For a tribe to survive, it must contain both men and women.  More to the point, men and women have to work together to survive against a world that has innumerable ways to kill them.  For most of our evolutionary history, women were vulnerable both during, and immediately after, pregnancy, and children are still vulnerable until they reach adulthood.  To the degree that cultures evolved as patriarchies, it was because of these natural vulnerabilities, and to the degree that these natural vulnerabilities have historically been real, the patriarchal nature of culture was not tyrannical so much as necessary, historically speaking.  Culture, however, is always built for the past, and is always playing catch-up with the present.  Modern inventions, such as birth control, have made women far less vulnerable than they once were, and though culture has adapted quickly, our culture continues to need to evolve.

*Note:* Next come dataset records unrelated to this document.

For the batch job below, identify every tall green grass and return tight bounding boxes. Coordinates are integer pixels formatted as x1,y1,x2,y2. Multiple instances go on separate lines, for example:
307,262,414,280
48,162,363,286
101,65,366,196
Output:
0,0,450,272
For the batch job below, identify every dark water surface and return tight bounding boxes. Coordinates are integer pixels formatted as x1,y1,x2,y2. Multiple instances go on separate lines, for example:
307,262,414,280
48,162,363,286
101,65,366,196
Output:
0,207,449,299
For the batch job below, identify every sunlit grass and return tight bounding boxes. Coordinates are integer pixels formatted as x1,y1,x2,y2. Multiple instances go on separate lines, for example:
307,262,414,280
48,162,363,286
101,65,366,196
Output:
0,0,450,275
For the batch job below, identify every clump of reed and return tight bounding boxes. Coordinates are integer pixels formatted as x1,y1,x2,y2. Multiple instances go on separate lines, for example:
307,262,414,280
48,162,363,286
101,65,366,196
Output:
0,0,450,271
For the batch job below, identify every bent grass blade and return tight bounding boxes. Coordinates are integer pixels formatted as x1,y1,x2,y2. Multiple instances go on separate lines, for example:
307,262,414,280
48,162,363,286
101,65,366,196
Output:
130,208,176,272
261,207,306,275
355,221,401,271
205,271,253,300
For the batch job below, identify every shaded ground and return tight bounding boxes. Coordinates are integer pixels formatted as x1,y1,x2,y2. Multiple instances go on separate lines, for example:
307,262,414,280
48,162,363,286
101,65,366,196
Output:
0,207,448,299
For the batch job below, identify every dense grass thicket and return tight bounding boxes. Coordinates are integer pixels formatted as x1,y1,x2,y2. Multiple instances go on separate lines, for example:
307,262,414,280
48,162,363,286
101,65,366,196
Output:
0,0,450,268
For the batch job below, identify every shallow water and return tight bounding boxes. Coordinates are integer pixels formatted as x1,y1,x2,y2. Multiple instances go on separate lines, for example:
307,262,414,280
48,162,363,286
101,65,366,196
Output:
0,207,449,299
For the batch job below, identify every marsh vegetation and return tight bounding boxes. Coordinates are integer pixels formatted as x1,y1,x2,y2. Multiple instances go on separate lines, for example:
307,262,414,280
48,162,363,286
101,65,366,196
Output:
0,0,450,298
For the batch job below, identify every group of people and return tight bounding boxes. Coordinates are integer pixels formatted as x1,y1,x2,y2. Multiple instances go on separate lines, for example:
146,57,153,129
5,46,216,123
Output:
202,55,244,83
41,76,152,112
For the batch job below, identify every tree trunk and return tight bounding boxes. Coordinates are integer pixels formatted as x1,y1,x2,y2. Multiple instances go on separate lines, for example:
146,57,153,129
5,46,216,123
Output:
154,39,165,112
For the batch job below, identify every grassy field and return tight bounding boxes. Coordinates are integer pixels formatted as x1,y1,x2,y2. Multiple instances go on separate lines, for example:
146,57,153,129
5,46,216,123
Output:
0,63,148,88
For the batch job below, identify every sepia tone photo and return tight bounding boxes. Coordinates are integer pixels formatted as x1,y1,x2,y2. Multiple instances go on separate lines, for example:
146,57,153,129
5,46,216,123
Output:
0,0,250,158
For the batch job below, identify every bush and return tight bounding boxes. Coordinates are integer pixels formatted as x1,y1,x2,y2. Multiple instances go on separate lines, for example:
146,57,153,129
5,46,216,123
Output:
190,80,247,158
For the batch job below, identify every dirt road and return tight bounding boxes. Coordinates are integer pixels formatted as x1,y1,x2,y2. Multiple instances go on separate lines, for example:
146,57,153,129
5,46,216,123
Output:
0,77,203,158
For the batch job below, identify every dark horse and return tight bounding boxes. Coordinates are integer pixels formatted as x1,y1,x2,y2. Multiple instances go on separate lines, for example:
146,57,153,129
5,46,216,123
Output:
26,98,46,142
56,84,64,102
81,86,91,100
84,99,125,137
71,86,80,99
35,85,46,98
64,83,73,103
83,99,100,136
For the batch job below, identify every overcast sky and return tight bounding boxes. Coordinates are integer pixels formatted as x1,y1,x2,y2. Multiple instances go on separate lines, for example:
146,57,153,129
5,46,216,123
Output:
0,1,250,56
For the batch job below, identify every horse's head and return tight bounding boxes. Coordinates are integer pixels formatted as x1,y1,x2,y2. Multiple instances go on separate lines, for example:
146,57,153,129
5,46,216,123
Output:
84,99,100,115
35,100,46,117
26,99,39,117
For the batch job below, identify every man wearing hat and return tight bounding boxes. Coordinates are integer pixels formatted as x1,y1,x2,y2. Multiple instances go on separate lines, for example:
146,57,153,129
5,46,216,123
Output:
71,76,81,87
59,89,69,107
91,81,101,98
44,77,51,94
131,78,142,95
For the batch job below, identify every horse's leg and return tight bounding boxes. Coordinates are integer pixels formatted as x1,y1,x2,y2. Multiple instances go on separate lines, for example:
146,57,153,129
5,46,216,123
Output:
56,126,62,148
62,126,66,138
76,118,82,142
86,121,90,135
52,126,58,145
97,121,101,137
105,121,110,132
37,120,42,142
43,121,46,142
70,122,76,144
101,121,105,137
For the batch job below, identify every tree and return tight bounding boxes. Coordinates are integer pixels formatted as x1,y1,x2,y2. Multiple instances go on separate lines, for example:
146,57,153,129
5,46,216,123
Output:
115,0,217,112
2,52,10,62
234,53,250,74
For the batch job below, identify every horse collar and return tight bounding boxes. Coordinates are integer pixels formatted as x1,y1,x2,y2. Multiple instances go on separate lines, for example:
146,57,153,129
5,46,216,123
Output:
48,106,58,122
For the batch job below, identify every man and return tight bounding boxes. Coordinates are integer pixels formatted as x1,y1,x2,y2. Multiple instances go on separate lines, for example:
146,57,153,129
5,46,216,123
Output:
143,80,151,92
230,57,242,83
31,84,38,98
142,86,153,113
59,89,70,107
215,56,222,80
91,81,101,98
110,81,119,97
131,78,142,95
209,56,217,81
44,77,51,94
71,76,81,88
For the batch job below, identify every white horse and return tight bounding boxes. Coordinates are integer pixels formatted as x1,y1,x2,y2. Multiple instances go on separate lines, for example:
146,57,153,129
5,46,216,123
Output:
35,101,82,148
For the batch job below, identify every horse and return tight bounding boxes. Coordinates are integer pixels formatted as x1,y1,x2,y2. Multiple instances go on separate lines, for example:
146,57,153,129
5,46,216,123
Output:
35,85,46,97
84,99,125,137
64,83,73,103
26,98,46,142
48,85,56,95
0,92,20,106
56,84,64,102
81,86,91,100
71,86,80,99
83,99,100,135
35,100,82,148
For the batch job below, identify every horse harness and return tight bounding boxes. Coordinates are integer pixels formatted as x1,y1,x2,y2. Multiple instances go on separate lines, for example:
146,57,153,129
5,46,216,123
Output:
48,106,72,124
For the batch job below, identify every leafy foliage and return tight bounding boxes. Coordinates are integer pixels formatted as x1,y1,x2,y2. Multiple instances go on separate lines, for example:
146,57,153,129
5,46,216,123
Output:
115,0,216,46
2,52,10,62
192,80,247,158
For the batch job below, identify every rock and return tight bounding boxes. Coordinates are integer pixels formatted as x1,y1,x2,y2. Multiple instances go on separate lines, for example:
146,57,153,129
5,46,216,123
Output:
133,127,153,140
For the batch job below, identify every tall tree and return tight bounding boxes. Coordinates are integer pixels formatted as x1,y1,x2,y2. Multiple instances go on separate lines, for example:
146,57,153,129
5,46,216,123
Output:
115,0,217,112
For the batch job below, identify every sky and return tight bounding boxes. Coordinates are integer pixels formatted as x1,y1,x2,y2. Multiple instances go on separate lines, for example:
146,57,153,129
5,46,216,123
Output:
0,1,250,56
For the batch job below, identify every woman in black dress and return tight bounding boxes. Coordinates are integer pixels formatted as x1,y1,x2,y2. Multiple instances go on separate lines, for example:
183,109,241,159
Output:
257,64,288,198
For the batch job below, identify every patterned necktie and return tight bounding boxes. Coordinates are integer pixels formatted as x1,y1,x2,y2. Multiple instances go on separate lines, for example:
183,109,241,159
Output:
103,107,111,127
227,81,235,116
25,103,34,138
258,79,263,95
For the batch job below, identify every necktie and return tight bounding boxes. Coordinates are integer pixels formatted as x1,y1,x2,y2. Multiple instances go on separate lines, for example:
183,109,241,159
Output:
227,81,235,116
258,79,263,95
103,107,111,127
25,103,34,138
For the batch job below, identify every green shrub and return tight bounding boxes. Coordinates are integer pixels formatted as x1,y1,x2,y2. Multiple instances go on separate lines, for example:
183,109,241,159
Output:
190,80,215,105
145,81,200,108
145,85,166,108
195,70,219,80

We are, each of us, a bridge between the past, and the future.  Culture is, quite literally, a blueprint for how best to survive in the world, but culture is a blueprint for survival in the past, and as such, our job in the present is to change culture into something relevant today.  We then give our culture to the future, where our children will adapt it further to meet their times.

Culture is always evolving, and it always evolves too quickly for some, and too slowly for others.  As a general rule, the elderly focus on the wisdom of the past (represented by the culture they helped create), and the young focus on the promise of the future (represented by the need for culture to adapt), and this is precisely why people tend to become more conservative as they get older.  This natural conflict between young and old, between wisdom and promise, and between order and chaos, is both natural, and healthy.

The correct course of action is not to suppress conflict, but to embrace it, and to channel it in productive ways.  Our culture used to be good at this, allowing opposing voices to conflict peacefully.  We had what Al Gore called a ‘marketplace of ideas,’ where the best ideas gradually made their way to the top.  The market place of ideas was not always pretty, but it worked.

There are some universal truths, represented by archetypical characters – characters that have been embodied in stories, over and over again throughout history, and across cultures.  The two most fundamental characters are order, and chaos, and the third most fundamental character is the hero.  If someone fights to move the culture too quickly, or too much, they become a force of evil trying to overturn all that is right in the world, whereas if someone fights too hard to cling to the existing culture, they become a force of tyranny trying to perpetuate all that is corrupt in the world.  The hero represents the balance between the two, with both the wisdom to fight chaos, and the knowledge gained, from chaos, to confront tyranny.  The hero is the one who removes what is corrupt from culture, while retaining what is still valuable in it.

The hero of today recognizes that the ideals this country were founded on still matter.  At the same time, the hero sees that we have work to do to ensure that all people can thrive, regardless of gender, ethnicity, or other trivial differences that have nothing to do with competence.  Conservatives, such as myself, need to understand that our recent past (the culture my age group was given) really was steeped in such things as racism and male chauvinism.  Liberals need to understand that, tainted as our culture has historically been, there is much to it that is noble and proper.  The hero would move forward with neither hatred for the past, nor fear of the future, but instead with a willingness to take what is noble and proper, and to extend it to everyone.  If we can all agree on this task, perhaps we can all move forward together, without the animosity so prevalent in our current discourse.

I invite everyone reading this to choose the path of the hero, and to help mend our political divide.